Tyra, die Märcheninsel. Karl Friedrich Kurz. Читать онлайн. Newlib. NEWLIB.NET

Автор: Karl Friedrich Kurz
Издательство: Bookwire
Серия:
Жанр произведения: Языкознание
Год издания: 0
isbn: 9788711518403
Скачать книгу

      Tyra, die Märcheninsel

      Karl Friedrich Kurz

      45.-49. Tausend

      Tyra, die Märcheninsel

      © 1935 Karl Friedrich Kurz

      Alle Rechte der Ebookausgabe: © 2016 SAGA Egmont, an imprint of Lindhardt og Ringhof A/S Copenhagen

      All rights reserved

      ISBN: 9788711518403

      1. Ebook-Auflage, 2016

      Format: EPUB 3.0

      SAGA Egmont www.saga-books.com – a part of Egmont, www.egmont.com

      Die birkenrute

      Der Hofbauer Finn Moen hat sein altes Boot auf die Felsen gezogen und umgekehrt. Es ist eine gesegnete Wärme in der Luft; ein hoher Himmel. Vom Meer herein fächelt eine leichte Brise — der weiche freundliche Windhauch, den man Havgul nennt und der seit undenklichen Zeiten ein sicheres Zeichen für ständiges Wetter gewesen. Und da liegt nun das Boot mit seinen langen Planken — nicht anders als ein großer toter Fisch.

      Der Felsen ist glatt und rein wie ein Teller. Es muß wirklich eine Freude sein, ein altes hinfälliges Boot auf diesen Felsen zu ziehen. Hier kann es trocknen.

      Der Bauer kommt mit einem großen, schmierigen Topf daher und mit einem langschäftigen schwarzen Pinsel; er macht ein prasselndes gelbes Feuerchen mit trockenen Wacholderzweigen und Treibholz; und streicht die verwitterten, vielfach mit Nägeln und Kupferplättchen geflickten Planken mit Teer an …

      Das alles stimmt friedlich und froh. Die Luft ist mit Teergeruch und feinen Rauchschleiern erfüllt, und das Leben scheint leicht und munter zu fließen; ähnlich wie der Elv, der hinter dem blanken Felsen hervorplätschert und sich dann auf einmal, gleichsam in jähem Erstaunen, im großen Meer spurlos verliert …

      Dann wird es Sonntag. —

      Ein wirklicher Feiertag voller Güte. Das Meer dehnt sich glatt, von seiner eigenen Schönheit gesättigt, und der Himmel strömt nichts als blaues Wohlwollen aus. Der Hofbauer Finn Moen sitzt in ungeheuer rotem Wollhemd in seiner Stube, hinter dem Fenster, freut sich über die Feiertagsruhe und die himmlische Sanftmut und singt mit tiefer, wallender Stimme Psalmen und andere geistliche Lieder. Er hält mit seinen beiden großen Händen das Kirchenbuch, und seine Seele ist angefüllt mit Glaube und Dankbarkeit.

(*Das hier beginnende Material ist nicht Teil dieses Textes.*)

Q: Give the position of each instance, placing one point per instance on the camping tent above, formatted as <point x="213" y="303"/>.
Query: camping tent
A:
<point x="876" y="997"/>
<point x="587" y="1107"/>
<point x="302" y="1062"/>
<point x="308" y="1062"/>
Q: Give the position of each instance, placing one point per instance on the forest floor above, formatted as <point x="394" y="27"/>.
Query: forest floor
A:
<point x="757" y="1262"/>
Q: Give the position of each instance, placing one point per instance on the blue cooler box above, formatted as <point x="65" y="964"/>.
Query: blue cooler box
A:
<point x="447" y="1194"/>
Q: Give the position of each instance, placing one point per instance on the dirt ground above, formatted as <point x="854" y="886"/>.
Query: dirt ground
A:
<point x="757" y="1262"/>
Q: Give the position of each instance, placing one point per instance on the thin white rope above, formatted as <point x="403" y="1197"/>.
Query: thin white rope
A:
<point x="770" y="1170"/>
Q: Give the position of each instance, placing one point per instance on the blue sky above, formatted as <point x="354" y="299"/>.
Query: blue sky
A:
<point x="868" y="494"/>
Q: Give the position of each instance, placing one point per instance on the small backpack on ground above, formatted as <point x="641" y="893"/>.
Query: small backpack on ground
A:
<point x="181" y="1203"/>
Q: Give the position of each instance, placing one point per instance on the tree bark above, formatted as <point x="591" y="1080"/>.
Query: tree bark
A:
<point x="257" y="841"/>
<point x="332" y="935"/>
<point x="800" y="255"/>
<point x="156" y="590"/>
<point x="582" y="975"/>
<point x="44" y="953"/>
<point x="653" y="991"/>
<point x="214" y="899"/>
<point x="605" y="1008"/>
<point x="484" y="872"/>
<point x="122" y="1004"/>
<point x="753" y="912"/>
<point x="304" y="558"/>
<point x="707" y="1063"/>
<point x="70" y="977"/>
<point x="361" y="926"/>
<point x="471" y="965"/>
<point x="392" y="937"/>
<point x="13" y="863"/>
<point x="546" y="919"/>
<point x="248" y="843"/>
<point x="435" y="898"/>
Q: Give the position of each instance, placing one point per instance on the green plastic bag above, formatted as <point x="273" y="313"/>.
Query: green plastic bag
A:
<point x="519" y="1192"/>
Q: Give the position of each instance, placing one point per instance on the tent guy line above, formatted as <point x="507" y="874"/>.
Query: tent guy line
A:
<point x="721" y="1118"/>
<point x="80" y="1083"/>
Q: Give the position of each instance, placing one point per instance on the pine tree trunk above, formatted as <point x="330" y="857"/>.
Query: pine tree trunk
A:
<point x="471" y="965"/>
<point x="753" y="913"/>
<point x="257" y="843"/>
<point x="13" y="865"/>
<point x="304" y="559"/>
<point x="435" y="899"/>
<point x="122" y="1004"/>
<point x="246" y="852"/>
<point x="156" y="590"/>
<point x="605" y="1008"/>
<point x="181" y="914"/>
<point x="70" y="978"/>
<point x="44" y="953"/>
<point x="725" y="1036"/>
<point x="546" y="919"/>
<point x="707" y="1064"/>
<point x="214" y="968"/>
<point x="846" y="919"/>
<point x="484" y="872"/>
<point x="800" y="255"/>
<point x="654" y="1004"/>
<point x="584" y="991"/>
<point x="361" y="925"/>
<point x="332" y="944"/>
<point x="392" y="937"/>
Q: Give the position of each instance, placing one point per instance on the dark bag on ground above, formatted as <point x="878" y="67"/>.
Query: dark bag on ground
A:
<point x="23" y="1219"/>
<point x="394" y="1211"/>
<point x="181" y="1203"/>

      Es stört den Bauer zuerst nicht sonderlich, daß Ottny beim großen gußeisernen Ofen ewas mehr Lärm macht als nötig und durch außerordentlich laute Seufzer bekundet, daß ihr Herz nicht ganz im Einklang steht mit den Vorgängen des Lebens.

      Ottny kocht Grütze. Ach, es ist keine Feiertagsgrütze aus weißem Weizenmehl oder Grieß, kein Leckerbissen. Es ist nur graue Hafergrütze, kein Genuß — nichts als Nahrung.

      Der Hafer wuchs draußen auf dem kleinen Acker und wurde in der kleinen Mühle hinten am Elv gemahlen. Herrgott, und die Mühle steht ja dort und lehnt sich schief und jämmerlich schwach gegen die hohe Birke… Als diese Mühle erbaut wurde, war die Birke ein schlankes Bäumchen, das niemand beachtete. Mit den Jahren wurde sie aber zu einem starken Baum, der allmählich die eine Bohlenwand hob und zur Seite stieß. Jetzt klammert die winzige Mühle sich in Todesangst an dem dicken, vermoosten Stamme fest.

      Wie sollte man nur erwarten, daß diese Andeutung einer Mühle irgendwie gutes Mehl mahlen könnte! Aber sie mahlt. Wenn man ihr das Wasser übers Rad laufen läßt, ächzt und stöhnt sie zuerst verzweifelt, und hernach rasselt sie ganz gewaltig und dreht wahrhaftig immer noch den schweren Stein. Manchmal wird sie förmlich wild und gefährlich vor Altersschwäche. Und wenn man sie dann im Zaum hält und bändigt, gibt es reichlich Sand im Mehl.

      Sand im Mehl? Oh, das hat sicherlich noch keinem Menschen von Tyremoen geschadet. Diese Menschen kamen zur Welt, wuchsen auf und starben — die Mühle hat einen guten Anteil an ihrem Leben; aber nie an ihrem Tode …

      Ottny kann sich nicht länger bezähmen.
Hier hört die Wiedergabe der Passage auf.